Call it the double-dip trade.
But are we really heading for a double-dip recession?
I think not. And I say this as someone who has been advising investors to take profits this year before the IRS takes them next year, as taxes on capital gains, dividends, estates, and top incomes are all scheduled to rise in 2011 — unless, of course, a tea-party Republican Congress overturns all this following the midterm elections.
Investors are worried about China and Europe in addition to a U.S. double-dip. Consumer confidence plunged this morning, but that largely may be a function of the BP oil spill, as the Gulf states reported the biggest confidence drops. And then there’s Team Obama, which shows no sign of spending restraint. Nor do they see any need to call off the tax hikes. In fact, bank taxes are going up.
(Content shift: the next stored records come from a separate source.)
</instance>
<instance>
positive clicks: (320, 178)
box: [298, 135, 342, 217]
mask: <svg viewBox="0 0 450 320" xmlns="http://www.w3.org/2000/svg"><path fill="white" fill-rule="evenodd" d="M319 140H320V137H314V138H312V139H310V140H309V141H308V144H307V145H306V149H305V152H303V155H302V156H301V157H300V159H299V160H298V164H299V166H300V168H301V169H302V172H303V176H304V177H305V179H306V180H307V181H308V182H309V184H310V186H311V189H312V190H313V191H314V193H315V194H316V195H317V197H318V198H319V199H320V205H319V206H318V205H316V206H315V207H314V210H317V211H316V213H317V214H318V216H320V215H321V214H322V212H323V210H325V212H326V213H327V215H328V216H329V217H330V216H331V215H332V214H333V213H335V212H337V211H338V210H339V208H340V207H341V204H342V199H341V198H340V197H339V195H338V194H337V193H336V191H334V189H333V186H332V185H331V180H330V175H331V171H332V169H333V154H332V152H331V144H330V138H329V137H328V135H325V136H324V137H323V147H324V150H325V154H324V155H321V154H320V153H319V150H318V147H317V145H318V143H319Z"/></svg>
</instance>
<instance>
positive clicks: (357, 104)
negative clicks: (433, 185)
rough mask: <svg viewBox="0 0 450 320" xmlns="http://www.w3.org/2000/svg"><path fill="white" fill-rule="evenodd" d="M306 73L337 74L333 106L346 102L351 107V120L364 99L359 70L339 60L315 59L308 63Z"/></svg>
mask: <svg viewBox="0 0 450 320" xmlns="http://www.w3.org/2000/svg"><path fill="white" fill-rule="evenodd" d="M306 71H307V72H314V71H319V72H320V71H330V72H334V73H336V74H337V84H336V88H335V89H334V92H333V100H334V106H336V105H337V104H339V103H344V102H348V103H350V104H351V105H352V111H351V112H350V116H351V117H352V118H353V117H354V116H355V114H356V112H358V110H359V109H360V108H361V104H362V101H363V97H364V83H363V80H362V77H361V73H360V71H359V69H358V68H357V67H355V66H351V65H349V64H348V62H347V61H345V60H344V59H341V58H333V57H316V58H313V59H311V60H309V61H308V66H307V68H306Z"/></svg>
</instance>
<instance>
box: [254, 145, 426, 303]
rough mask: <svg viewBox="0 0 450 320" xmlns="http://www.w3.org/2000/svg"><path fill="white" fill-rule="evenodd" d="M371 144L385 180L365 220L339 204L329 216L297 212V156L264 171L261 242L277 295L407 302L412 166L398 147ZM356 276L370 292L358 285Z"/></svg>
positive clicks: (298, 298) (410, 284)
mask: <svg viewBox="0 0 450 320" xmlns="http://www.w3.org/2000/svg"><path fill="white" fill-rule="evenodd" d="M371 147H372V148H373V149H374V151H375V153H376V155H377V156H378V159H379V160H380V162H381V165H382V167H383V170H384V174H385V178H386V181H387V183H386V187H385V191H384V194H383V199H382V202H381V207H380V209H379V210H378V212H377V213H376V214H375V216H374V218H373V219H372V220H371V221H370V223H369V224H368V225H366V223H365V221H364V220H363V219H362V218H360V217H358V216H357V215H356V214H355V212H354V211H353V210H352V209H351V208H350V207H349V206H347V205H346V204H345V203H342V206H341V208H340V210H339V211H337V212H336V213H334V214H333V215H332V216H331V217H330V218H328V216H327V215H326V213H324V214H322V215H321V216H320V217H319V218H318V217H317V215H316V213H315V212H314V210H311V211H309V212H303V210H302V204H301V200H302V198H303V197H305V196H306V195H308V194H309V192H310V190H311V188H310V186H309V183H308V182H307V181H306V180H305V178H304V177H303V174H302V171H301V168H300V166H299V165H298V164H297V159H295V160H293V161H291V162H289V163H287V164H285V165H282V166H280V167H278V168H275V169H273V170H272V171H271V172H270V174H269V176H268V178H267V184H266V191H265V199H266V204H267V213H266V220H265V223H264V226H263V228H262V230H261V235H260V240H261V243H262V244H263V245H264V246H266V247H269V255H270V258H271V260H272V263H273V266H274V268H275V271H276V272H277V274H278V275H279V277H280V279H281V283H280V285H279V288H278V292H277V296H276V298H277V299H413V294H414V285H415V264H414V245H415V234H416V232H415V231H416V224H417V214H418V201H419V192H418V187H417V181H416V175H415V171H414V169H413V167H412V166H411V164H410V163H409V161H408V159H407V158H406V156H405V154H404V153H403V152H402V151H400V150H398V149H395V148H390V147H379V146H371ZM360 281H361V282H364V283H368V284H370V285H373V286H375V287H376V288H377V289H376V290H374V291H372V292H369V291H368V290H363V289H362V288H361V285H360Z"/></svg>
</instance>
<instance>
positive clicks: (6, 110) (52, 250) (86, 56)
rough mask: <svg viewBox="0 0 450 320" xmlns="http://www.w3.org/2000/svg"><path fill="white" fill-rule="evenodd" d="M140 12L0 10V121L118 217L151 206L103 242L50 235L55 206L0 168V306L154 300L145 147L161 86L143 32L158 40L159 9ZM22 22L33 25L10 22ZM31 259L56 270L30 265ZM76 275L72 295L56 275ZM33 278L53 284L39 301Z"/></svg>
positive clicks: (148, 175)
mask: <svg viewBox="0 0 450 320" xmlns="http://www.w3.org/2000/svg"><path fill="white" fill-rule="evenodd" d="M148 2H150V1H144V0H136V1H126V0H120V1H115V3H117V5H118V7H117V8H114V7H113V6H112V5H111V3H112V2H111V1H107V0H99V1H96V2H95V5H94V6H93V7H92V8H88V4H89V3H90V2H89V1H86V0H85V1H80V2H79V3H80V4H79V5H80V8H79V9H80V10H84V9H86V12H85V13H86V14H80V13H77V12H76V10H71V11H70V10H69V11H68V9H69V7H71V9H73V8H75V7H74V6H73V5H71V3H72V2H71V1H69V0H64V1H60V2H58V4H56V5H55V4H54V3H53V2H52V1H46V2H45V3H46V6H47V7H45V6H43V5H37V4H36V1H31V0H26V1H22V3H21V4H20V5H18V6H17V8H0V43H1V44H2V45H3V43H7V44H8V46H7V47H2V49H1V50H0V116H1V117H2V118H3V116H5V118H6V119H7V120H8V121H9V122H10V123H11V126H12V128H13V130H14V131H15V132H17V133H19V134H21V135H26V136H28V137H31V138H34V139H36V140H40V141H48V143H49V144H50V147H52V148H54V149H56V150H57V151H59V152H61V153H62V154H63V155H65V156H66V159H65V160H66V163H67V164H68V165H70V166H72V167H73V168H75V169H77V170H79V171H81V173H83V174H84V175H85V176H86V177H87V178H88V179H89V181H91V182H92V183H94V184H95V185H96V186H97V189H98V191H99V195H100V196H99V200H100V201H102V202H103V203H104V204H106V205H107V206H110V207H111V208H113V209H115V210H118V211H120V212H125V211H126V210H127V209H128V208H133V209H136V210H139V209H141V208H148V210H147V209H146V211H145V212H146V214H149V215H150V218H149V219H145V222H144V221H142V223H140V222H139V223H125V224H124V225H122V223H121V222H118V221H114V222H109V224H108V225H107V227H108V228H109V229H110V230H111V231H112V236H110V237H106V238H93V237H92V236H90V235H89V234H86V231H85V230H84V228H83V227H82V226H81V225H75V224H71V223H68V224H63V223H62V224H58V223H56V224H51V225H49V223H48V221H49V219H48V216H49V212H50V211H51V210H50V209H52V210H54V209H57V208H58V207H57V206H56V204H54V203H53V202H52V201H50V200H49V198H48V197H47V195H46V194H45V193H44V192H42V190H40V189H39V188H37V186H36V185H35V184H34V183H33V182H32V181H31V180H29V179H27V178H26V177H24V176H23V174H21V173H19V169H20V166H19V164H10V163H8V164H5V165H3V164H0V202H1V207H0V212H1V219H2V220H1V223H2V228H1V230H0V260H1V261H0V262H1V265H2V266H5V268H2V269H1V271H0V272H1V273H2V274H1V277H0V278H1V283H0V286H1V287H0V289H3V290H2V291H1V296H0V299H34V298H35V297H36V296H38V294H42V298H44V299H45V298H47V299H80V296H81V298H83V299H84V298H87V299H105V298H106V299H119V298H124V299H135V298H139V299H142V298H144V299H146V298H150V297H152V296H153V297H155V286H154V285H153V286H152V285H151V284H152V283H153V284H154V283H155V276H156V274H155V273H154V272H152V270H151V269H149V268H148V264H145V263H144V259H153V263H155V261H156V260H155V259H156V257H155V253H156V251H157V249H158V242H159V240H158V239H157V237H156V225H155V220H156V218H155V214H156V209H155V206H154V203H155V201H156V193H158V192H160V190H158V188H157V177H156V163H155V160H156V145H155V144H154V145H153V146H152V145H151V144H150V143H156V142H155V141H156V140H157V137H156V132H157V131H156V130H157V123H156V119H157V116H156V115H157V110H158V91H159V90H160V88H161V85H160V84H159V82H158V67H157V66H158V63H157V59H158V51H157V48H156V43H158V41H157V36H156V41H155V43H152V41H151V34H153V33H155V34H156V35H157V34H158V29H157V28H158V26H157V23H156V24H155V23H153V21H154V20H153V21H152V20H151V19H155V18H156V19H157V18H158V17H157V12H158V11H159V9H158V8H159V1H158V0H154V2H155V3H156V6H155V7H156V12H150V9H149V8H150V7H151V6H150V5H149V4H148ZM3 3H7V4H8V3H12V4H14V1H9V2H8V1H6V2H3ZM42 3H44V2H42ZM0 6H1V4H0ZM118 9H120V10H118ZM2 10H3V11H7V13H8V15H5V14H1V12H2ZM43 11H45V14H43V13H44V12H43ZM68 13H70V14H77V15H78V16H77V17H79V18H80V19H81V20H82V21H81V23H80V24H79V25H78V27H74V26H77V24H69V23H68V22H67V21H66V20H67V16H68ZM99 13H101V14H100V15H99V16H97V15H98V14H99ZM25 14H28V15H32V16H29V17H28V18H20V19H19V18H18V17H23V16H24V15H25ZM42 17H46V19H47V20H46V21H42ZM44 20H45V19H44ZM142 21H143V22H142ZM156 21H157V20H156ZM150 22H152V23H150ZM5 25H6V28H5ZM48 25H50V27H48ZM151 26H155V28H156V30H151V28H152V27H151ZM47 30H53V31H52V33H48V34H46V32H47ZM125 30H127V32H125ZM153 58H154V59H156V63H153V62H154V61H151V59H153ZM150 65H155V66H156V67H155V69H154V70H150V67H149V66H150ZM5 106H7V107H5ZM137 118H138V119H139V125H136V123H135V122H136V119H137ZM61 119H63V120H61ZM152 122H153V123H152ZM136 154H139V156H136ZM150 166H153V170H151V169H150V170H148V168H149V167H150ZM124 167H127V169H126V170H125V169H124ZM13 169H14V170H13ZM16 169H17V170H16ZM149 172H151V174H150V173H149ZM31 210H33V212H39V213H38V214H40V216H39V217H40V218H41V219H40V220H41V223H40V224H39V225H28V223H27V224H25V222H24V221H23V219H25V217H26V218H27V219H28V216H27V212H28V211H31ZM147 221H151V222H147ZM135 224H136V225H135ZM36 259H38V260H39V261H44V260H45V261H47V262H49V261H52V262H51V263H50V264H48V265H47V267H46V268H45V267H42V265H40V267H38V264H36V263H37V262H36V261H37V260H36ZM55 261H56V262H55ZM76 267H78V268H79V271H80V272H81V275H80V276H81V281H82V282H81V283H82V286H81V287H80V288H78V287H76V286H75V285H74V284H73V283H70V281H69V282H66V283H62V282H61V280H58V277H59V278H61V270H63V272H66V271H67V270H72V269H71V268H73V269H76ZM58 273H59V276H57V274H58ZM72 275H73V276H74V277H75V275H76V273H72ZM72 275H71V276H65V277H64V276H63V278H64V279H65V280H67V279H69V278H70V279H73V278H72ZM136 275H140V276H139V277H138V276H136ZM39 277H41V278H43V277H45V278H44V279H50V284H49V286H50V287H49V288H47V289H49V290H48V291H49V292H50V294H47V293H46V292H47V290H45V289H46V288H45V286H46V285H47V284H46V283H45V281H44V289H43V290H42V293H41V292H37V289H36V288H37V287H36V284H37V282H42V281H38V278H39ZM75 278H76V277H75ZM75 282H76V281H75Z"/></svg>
Whatever the reason for today’s market drubbing, economists like John Ryding and Michael Darda do not see a double-dip. The manufacturing sector is still displaying a V-shaped recovery, while profits continue to rise across-the-board. And private-sector incomes have begun to rebound, despite the jobless recovery. This is because hours worked are being extended while hourly wages increase modestly.
Of course, the Fed remains ultra easy with a steep upward curve. And corporate balance sheets are pristine, with net corporate cash flow standing at about $1.7 trillion.
If you bet on the profits story, the price/earnings multiple on the S&P 500 stands just over 11-times earnings, which translates to an 8.8 percent earnings yield, much higher than the 6 percent corporate bond rate and the incredibly shrinking 3 percent 10-year Treasury rate.
So as a final thought, if you bet on profits and the tea-party movement, the big stock market correction is probably overdone. However, let me reiterate, unless tax policy changes, investors should sell into relief rallies in order to take profits before the Tax Man does.